Incredibly accurate backyard rink complete with Canadian loonie for luck and mini cooler Zamboni

There are few dads better equipped to build an epic backyard hockey rink than Edmonton’s Jeff Nash. 

Nash has long been involved in hockey, beginning with a childhood career in the minor and junior leagues, and then a stint as an official. He spent several years making ice as a Zamboni driver before being hired by Hockey Canada in video production, that tenure taking him to Vancouver during the 2010 Olympics. More recently, he led video production for the Edmonton Oilers for five seasons, including during the construction of the city’s new arena, Rogers Place. 
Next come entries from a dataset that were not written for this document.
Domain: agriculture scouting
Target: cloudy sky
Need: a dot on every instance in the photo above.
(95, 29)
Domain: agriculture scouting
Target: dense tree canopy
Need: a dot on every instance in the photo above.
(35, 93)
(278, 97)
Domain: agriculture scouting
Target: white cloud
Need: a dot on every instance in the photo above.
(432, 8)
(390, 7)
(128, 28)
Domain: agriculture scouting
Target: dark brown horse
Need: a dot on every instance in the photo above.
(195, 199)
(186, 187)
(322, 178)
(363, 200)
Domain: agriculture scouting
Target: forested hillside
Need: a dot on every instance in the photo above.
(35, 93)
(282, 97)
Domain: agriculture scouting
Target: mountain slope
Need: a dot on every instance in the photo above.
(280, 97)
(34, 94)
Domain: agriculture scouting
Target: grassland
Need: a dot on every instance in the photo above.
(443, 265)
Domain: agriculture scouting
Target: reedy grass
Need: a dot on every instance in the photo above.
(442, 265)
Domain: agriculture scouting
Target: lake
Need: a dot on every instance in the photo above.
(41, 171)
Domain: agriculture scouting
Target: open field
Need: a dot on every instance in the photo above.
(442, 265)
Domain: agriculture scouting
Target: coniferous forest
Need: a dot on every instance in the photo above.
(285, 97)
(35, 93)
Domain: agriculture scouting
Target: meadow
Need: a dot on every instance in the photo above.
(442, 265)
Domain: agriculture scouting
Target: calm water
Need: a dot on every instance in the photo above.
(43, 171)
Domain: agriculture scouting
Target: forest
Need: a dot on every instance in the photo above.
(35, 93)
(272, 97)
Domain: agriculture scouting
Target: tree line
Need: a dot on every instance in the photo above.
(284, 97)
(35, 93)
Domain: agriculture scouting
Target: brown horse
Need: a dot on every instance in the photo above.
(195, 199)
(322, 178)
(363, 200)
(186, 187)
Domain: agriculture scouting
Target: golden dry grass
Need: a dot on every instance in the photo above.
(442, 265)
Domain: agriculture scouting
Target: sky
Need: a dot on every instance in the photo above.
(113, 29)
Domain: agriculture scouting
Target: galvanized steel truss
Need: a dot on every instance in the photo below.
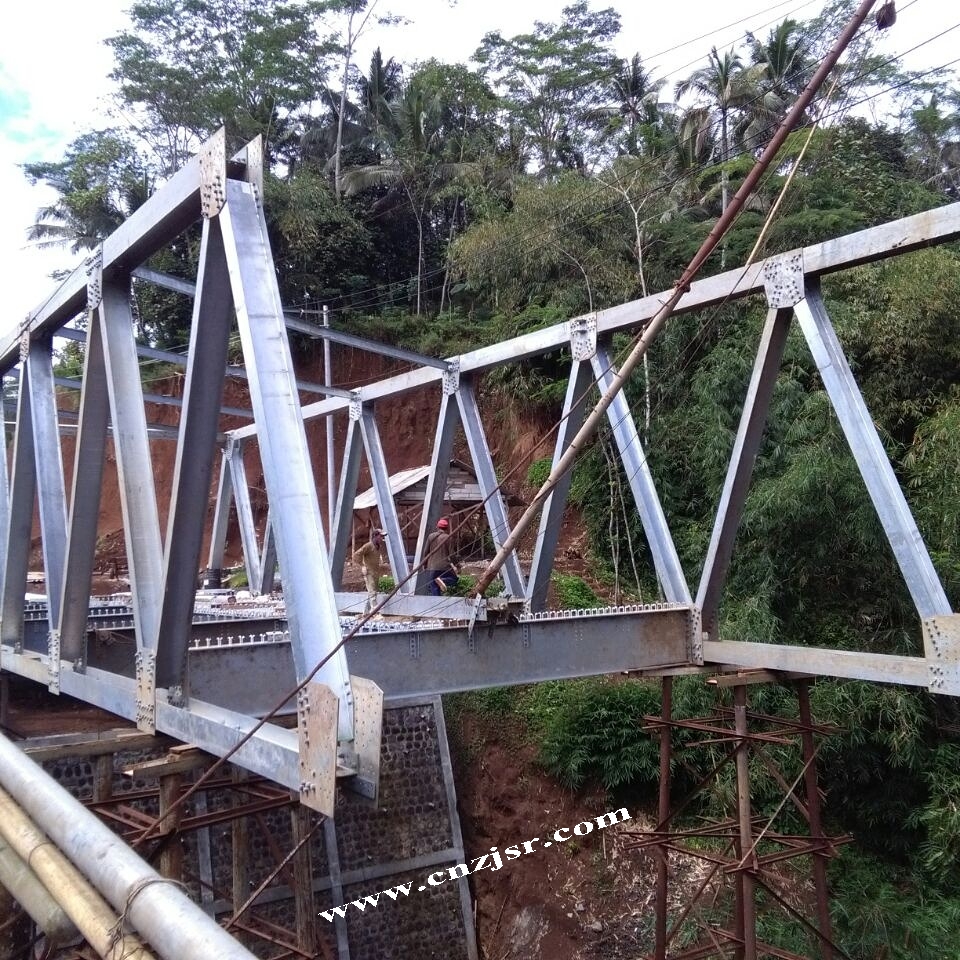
(237, 279)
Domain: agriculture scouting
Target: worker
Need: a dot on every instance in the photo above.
(443, 565)
(371, 565)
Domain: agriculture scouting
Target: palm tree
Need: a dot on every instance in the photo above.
(412, 164)
(100, 182)
(782, 68)
(719, 88)
(634, 104)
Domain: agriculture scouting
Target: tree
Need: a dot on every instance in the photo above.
(429, 137)
(719, 89)
(785, 69)
(196, 65)
(634, 116)
(358, 14)
(100, 181)
(553, 79)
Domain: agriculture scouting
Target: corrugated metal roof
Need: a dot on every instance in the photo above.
(398, 481)
(405, 479)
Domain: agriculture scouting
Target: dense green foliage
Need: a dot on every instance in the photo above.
(444, 206)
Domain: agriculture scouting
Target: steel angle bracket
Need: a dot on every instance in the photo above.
(94, 270)
(367, 737)
(451, 378)
(53, 661)
(146, 676)
(213, 175)
(583, 337)
(941, 642)
(783, 280)
(695, 637)
(355, 409)
(251, 156)
(318, 710)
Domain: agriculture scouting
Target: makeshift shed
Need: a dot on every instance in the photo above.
(409, 489)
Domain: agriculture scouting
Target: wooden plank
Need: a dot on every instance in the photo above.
(171, 855)
(178, 760)
(743, 677)
(80, 745)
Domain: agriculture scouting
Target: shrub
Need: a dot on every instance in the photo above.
(573, 593)
(591, 730)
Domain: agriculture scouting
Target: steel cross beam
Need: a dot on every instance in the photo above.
(792, 290)
(875, 243)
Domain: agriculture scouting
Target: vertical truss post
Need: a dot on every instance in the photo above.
(489, 486)
(268, 559)
(747, 887)
(742, 460)
(548, 534)
(381, 487)
(315, 633)
(858, 427)
(346, 495)
(50, 486)
(812, 790)
(221, 516)
(138, 497)
(663, 818)
(85, 501)
(23, 488)
(637, 468)
(241, 499)
(4, 493)
(190, 493)
(436, 492)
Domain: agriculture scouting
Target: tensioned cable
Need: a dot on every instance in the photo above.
(346, 637)
(653, 162)
(349, 635)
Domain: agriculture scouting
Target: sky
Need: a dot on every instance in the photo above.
(54, 77)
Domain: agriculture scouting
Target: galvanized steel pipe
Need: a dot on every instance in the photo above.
(25, 887)
(156, 908)
(60, 879)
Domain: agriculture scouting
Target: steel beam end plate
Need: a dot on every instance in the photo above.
(213, 175)
(318, 711)
(367, 735)
(583, 337)
(783, 279)
(941, 642)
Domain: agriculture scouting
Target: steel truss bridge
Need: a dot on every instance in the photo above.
(206, 680)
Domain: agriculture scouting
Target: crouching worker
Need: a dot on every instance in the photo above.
(371, 565)
(444, 566)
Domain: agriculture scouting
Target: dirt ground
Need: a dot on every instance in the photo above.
(582, 900)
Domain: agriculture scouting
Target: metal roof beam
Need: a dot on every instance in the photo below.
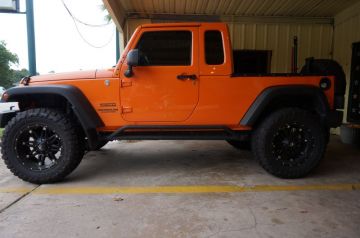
(159, 17)
(117, 13)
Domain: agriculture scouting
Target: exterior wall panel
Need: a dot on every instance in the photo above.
(347, 31)
(313, 40)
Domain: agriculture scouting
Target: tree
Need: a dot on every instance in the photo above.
(7, 59)
(8, 76)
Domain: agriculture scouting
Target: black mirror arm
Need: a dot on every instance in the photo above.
(129, 72)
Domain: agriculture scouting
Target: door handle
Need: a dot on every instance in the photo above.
(186, 77)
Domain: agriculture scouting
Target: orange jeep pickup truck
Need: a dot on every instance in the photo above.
(172, 82)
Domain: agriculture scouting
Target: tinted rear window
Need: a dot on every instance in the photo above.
(214, 50)
(165, 48)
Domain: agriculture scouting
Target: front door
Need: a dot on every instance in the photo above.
(165, 87)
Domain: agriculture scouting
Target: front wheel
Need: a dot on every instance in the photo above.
(289, 143)
(41, 146)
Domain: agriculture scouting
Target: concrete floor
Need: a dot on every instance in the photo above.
(92, 201)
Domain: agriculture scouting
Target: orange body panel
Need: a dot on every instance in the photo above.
(154, 95)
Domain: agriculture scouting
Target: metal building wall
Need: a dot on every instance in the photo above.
(314, 40)
(347, 31)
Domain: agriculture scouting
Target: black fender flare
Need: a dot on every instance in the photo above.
(271, 93)
(86, 114)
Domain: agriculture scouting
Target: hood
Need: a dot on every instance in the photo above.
(88, 74)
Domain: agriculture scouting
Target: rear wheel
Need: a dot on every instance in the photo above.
(41, 146)
(289, 143)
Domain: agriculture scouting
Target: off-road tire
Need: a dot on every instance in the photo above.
(71, 151)
(240, 144)
(309, 143)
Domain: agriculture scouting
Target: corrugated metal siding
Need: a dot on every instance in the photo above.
(299, 8)
(314, 40)
(347, 25)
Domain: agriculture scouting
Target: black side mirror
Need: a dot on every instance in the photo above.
(132, 60)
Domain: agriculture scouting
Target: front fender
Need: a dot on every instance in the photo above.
(82, 108)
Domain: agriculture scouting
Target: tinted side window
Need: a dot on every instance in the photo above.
(214, 50)
(165, 48)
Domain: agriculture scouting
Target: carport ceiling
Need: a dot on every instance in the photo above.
(215, 9)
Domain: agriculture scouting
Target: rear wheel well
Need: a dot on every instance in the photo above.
(308, 103)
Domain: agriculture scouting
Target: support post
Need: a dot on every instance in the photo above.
(117, 39)
(31, 36)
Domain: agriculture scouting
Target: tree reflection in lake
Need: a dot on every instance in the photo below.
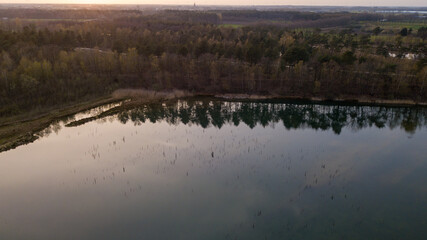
(293, 116)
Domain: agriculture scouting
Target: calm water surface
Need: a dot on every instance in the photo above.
(208, 169)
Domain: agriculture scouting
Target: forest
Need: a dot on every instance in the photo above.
(50, 58)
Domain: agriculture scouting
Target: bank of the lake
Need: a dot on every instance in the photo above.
(21, 129)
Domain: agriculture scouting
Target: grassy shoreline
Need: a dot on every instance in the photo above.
(21, 129)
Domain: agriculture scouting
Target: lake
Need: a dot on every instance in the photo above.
(214, 169)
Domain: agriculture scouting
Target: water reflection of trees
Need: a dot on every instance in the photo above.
(293, 116)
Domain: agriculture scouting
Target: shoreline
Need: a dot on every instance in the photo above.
(21, 130)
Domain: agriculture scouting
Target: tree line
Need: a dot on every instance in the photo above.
(63, 63)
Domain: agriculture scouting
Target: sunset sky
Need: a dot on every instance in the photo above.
(241, 2)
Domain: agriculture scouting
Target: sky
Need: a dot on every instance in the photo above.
(371, 3)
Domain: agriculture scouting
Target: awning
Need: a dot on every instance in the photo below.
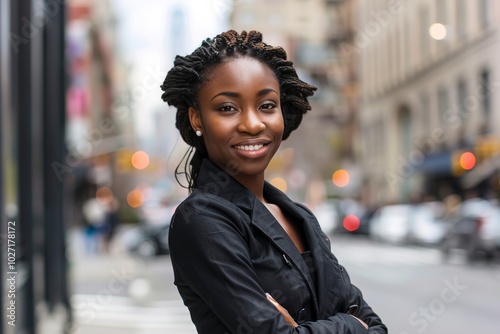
(481, 172)
(436, 164)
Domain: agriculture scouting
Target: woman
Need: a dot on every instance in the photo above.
(246, 258)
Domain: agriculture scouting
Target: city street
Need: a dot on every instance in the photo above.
(409, 287)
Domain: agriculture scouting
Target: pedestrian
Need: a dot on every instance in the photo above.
(246, 258)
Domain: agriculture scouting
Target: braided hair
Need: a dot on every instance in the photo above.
(183, 81)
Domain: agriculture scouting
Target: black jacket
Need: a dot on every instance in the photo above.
(228, 250)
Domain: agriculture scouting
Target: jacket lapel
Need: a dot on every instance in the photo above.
(264, 221)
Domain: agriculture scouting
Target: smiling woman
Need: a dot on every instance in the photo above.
(246, 258)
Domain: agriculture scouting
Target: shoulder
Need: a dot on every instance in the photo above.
(203, 209)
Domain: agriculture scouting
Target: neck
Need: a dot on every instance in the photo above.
(255, 184)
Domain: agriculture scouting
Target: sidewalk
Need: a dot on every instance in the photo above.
(118, 293)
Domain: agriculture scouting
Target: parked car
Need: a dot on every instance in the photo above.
(390, 223)
(409, 223)
(327, 215)
(476, 233)
(147, 240)
(150, 237)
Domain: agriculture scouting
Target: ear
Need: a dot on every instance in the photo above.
(195, 119)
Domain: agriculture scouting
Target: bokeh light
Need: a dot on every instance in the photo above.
(467, 160)
(135, 198)
(140, 160)
(340, 178)
(351, 223)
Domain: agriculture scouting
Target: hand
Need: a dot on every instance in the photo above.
(361, 321)
(283, 311)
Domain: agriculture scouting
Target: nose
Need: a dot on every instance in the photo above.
(251, 122)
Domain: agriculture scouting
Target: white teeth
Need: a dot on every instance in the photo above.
(250, 147)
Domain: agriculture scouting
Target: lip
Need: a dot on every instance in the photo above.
(252, 154)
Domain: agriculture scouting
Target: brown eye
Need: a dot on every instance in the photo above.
(226, 108)
(268, 106)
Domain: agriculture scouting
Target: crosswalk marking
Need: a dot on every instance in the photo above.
(123, 313)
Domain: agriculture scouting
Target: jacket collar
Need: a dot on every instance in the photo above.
(213, 179)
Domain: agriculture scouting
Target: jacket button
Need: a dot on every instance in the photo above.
(302, 316)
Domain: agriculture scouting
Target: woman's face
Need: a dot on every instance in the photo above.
(240, 116)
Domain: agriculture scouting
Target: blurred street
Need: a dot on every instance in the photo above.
(409, 287)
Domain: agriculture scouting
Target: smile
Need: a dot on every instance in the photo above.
(250, 147)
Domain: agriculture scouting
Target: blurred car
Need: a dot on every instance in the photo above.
(147, 240)
(327, 216)
(463, 235)
(426, 225)
(409, 223)
(390, 223)
(150, 237)
(476, 232)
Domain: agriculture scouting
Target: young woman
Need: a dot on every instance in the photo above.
(246, 258)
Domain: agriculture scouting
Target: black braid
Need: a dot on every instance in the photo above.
(183, 81)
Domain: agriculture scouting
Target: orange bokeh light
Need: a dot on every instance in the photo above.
(351, 223)
(467, 160)
(140, 160)
(135, 198)
(340, 178)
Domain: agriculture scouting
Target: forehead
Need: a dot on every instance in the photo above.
(240, 71)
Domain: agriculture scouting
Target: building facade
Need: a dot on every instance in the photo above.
(309, 31)
(430, 92)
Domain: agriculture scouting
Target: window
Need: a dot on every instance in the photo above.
(425, 111)
(442, 106)
(461, 18)
(424, 31)
(484, 9)
(464, 113)
(485, 98)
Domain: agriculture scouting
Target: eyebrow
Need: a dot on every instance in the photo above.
(234, 94)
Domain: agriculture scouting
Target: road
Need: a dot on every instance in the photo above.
(409, 287)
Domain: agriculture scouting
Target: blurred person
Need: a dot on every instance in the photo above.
(94, 214)
(246, 258)
(452, 204)
(111, 221)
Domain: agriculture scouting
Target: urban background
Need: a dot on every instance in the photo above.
(399, 157)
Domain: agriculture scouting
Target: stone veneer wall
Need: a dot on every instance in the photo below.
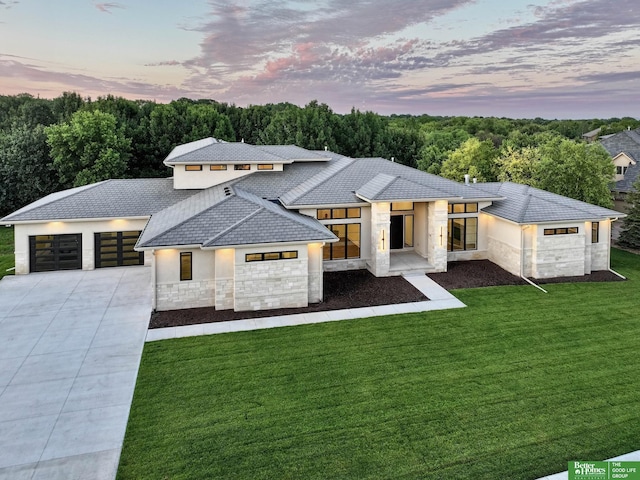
(192, 294)
(271, 284)
(559, 255)
(437, 225)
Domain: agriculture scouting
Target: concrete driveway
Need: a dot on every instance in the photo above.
(70, 347)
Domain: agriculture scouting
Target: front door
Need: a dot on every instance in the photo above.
(397, 232)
The passion and experience has culminated in his current role as host of a video series about the history of the National Hockey League’s many rinks, called Rinks Around the League. 

So Nash knows a good sheet of ice when he sees one. And he knows how to build a rink that won’t ruin the lawn in the spring.

“We got that big dump of snow and then the cold weather, and I decided that, ‘Hey, you know what? I built hockey rinks before,'” the father of four recalled to CTV News Edmonton. 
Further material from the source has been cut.